The cuts and drop in job postings have had an impact on the morale of Lyft's current employees. According to popular job review sites, only 43% of employees report having a positive business outlook, down by 20% compared to just a year ago. Lyft is scheduled to release its first-quarter earnings results on May 4, and it remains to be seen how the restructuring plan will affect the company's financial performance.

Pearson ($PSO), the digital learning company, has also seen a decline in its number of open positions in recent weeks. From an average of 2,000 open positions per month, the number has dropped by 40% to 1,200 open positions. This could be a sign that the company is bracing itself for the impact of AI on the industry. Pearson had recently published first-quarter results that beat its own forecasts, but the declining number of job postings suggests that the company may not be as ChatGPT-proof as it claims to be.

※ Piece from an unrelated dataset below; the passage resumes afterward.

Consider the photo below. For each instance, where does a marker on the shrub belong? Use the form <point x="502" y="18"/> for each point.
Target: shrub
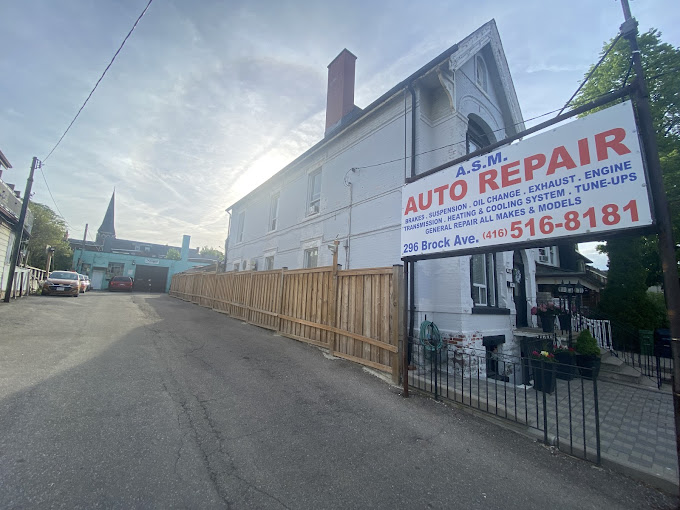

Morgan Stanley ($MS), the New York-based bank, is also feeling the effects of the tough market conditions. The company has cut its open positions by 80% since May of last year, from 5,200 to around 1,000 currently. It has also been reported that Morgan Stanley plans to eliminate approximately 3,000 positions by the end of June, which is equivalent to about 5% of the bank's workforce. This move is expected to affect investment banking and wealth management divisions in particular.
The bank's first-quarter earnings report showed higher costs and lower revenue, especially in these two divisions.

The tough market conditions are forcing companies to make difficult decisions about their workforce and hiring plans. As businesses struggle to navigate these challenges, it remains to be seen how they will adapt and emerge stronger in the long run.